L’augurio -si fa per dire- di “buon viaggio” lanciato nel Brindisino, terra pugliese a lungo dominata da Massimo D’Alema, è stato formalmente rivolto all’ex capogruppo del Pd alla Camera Roberto Speranza: 38 anni, di Potenza. Intesa naturalmente come città, perché di potenza intesa come forza il giovanotto ne ha obiettivamente poca, per quanto grandi siano le sue ambizioni politiche, specie da quando D’Alema ha deciso di adottarlo politicamente, sperando che non faccia la fine di tanti altri che poi lo hanno abbandonato, o ne sono stati abbandonati sprezzantemente per avere osato dissentire da lui, o cercare di camminare sulle proprie gambe. Com’è accaduto al ministro dell’Interno Marco Minniti, di cui l’ex presidente del Consiglio ha detto di recente, accollandogli curiosamente la responsabilità o titolarità dei campi libici in cui sono ammassati come beste i migranti in attesa di imbarchi clandestini verso l’Italia: “efficiente a contenere partenze e arrivi, ma a che prezzo?”. Al prezzo, evidentemente, della disumanità.

Il destinatario dell’augurio di Pisapia di “buon viaggio” è stato dunque il giovane potentino Speranza, che in una intervista al Corriere della Sera lo aveva appena scaricato dal convoglio che gli scissionisti del Pd hanno deciso di mettere sui binari il 19 novembre, o giù di lì, per fare poi una vigorosa campagna elettorale contro l’odiato Matteo Renzi, colpevole di tutte le più grandi nefandezze subite dall’Italia negli ultimi quattro anni, quanti ne sono trascorsi all’incirca dal trasferimento dell’allora sindaco di Firenze nei palazzi romani del potere.

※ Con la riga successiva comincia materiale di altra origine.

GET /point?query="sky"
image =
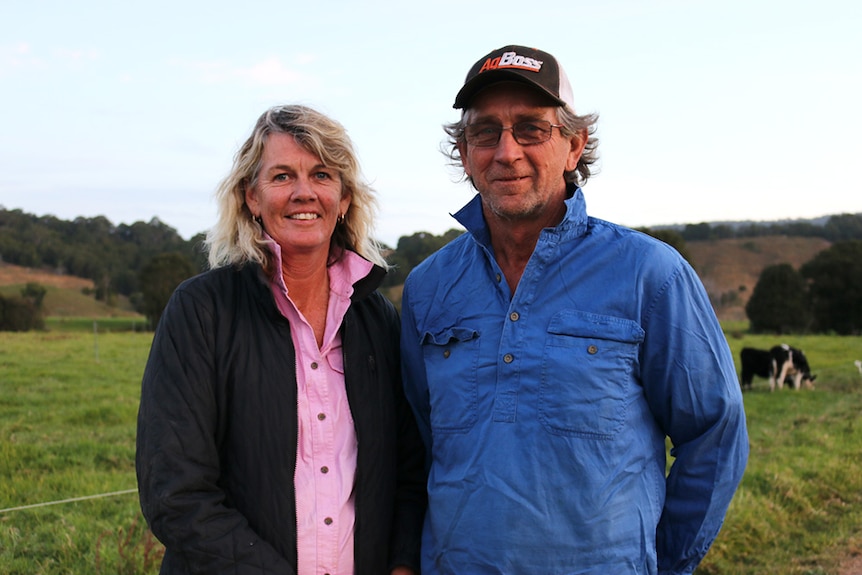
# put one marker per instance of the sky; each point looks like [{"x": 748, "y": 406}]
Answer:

Ma Speranza è un giovane esangue anche a guardarlo, con quel pallore che gli rimane in faccia, forse per via della barba, anche dopo avere preso il sole ventiquattro ore: il sole inteso naturalmente come la stella di fuoco, e non come il giornale della Confindustria di una delle tante barzellette che circolano sui due carabinieri italiani che vanno all’edicola anziché sulla spiaggia, come ordinato dal loro comandante a fare i controlli su una spiaggia ininterrottamente per l’intera giornata.

Più che un giovanotto di grandi promesse, Speranza è ormai diventato un ossimoro a furia di condividere e ripetere le cose che D’Alema pensa. E che Pisapia ha tradotto nella costruzione di “un quarto polo” elettorale e politico, non bastando quelli di centrodestra sognato di notte da Silvio Berlusconi e sfasciato di giorno da Matteo Salvini, di cinque stelle del movimento grillino affidato temporaneamente a Luigi Di Maio, e del Pd dell’odiato Renzi. È un quarto polo che Pisapia valuta attorno al 3 per cento dei voti, il cui unico o principale obiettivo è di concorrere alla sconfitta, appunto, di Renzi. Senza l’aiuto e il concorso del quale, invece, secondo l’ex sindaco di Milano sarebbe letteralmente impossibile costruire prima e ancor più dopo le elezioni una coalizione di centrosinistra.

Ma questa realistica valutazione di Pisapia, per quanto curiosamente accompagnata per tutta l’estate dalla promessa o proposta dello stesso Pisapia di un centrosinistra comunque “diverso” e persino “alternativo” a quello tentato, voluto o immaginato da Renzi, viene liquidata da D’Alema e compagni come la prova di una mezza tresca fra gli ex sindaci di Milano e di Firenze. Manca solo che alla prossima occasione D’Alema dica, o faccia dire da Speranza, che Dio li fa e poi li accoppia.